Prenatal supplementation with a multispecies probiotic (Ecologic® Panda; gestational day 6 to birth) produced persistent, sex- and age-dependent effects on behavior, microbiota composition and gene expression in both brain and colon of mice. Juvenile males and females showed reduced anxiety-like behavior. In adulthood, only males maintained reduced anxiety, whereas females displayed greater anxiety and increased exploratory behavior. Expression of tight-junction genes that maintain blood-brain barrier (BBB) integrity were increased differently in adult and juvenile prefrontal cortex (PFC) of male offspring. Expression of the anti-inflammatory cytokine interleukin-10 (Il10) increased in juveniles of both sexes but persisted only in adult males. The oxytocin receptor gene Oxtr expression was higher in juvenile females and adult males, while the microglial receptor Trem2 increased only in adult females. The peptidoglycan transporter PepT1 (Slc15a1) was consistently upregulated in juvenile and adult males but not females. Colon tissue showed similar sex- and age-specific changes in tight-junction and mucin proteins. 16S rRNA sequencing revealed persistent alterations in beta diversity with enrichment of anti-inflammatory genera such as Eubacterium xylanophilum and Ruminococcus in males and Lachnospiraceae A2 and Faecalibaculum in females, together with reduced Dubosiella in females.

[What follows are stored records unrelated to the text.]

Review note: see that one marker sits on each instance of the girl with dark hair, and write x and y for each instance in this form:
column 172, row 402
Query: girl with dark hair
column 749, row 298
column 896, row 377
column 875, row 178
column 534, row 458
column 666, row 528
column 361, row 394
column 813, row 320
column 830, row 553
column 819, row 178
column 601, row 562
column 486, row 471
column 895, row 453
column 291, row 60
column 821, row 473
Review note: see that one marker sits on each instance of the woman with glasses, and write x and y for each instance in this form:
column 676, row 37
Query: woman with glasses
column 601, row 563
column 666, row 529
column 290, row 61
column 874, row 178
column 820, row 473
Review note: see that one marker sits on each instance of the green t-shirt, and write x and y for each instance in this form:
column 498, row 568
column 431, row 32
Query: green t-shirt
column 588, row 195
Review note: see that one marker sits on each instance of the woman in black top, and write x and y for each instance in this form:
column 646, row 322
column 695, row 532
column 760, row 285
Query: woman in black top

Perinatal exposure to Limosilactobacillus reuteri (L. reuteri) was similarly investigated (gestational day 6 to postnatal day 7), reshaping social behavior and producing sex- and region-specific molecular signatures in the PFC and striatum. Adult males showed enduring improvements in sociability and social recognition, while females exhibited impaired social recognition and only a minor trend toward reduced anxiety. Both sexes displayed increased Oxtr expression, yet behavioral changes emerged mostly in males, indicating that receptor upregulation alone is insufficient for social improvement. Male PFC also showed elevated microglial markers and myelin-related genes, while females displayed slight alterations without corresponding behavioral changes. In the striatum, Il10 and the peptidoglycan transporter Slc46a2 were upregulated in males, whereas in females Slc46a2, Slc46a3, myelin oligodendrocyte glycoprotein (Mog) and the synaptic marker synaptophysin (Syp) were upregulated. Gut microbiota profiling showed sex-dependent beta diversity shifts, with increased relative abundance in males of Lachnospiraceae_NK4A136, ASF356 and Anaerotruncus, taxa associated with short-chain fatty acid (SCFA) production. Females showed increased relative abundance of A2 and the Eubacterium xylanophilum group, together with reductions in Roseburia, Oscillibacter and Blautia, also linked to SCFA metabolism.

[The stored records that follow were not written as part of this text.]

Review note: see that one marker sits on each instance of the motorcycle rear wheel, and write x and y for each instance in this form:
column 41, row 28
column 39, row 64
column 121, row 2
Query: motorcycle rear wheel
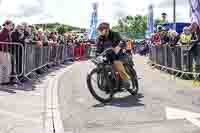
column 93, row 92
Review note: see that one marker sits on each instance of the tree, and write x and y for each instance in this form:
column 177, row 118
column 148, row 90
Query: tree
column 132, row 25
column 62, row 29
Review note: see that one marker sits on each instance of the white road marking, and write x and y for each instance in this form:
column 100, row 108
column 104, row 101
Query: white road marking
column 52, row 101
column 19, row 116
column 173, row 114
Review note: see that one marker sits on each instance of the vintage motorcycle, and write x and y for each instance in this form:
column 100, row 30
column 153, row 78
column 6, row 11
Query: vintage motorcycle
column 107, row 79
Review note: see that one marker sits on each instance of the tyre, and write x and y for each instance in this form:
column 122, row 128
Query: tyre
column 134, row 80
column 101, row 86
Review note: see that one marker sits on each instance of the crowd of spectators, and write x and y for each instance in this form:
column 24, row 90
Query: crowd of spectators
column 165, row 36
column 26, row 34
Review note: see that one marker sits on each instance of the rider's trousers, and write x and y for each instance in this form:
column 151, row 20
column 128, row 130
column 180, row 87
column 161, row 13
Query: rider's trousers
column 119, row 67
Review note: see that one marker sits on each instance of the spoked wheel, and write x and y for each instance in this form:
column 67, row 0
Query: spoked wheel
column 98, row 87
column 134, row 81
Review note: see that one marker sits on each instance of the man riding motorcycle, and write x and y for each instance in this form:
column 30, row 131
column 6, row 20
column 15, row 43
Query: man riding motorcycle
column 109, row 39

Transcriptomics analysis comparing hippocampus and hypothalamus revealed broad and enduring signatures in both probiotics, highlighting shared neuroimmune pathways alongside strain- and sex-specific molecular profiles. The multispecies formulation produced broader transcriptional regulation, affecting genes involved in neuroplasticity, immune signaling, myelination and peptidoglycan transport, while L. reuteri produced more selective region- and sex-specific changes. Both interventions converged on Il10, Oxtr, Trem2 and bacterial peptidoglycan transporters, highlighting shared neuroimmune pathways through which maternal microbiota influences offspring brain development. Across studies, female offspring generally displayed more selective changes in both behavioral and transcriptional outcomes.

Given the growing evidence that early-life microbial metabolites influence neurodevelopment, we performed metabolomic profiling in the ELICIT birth cohort, a longitudinal study of mother–infant dyads in rural Tanzania investigating how early environmental and microbial exposures shape growth and cognition. Microbial- and host-derived metabolites, including choline, lactate and dimethylamine, alongside vitamins were associated with infant growth and cognitive performance. Plasma lipids, bile acids and amino acids showed additional sex-dependent metabolic signatures linked to neurodevelopmental outcomes. These findings highlight multiple candidate biomarkers of early neurodevelopment.

Together, these studies demonstrate that maternal probiotic supplementation durably reprograms offspring neurobehavioral and molecular trajectories through the microbiota–gut–brain axis. By integrating mechanistic insights from preclinical models with human metabolomics, this thesis identifies convergent microbiota, immune, and metabolic pathways that may guide the development of precision microbiota-targeted strategies to promote healthy brain development.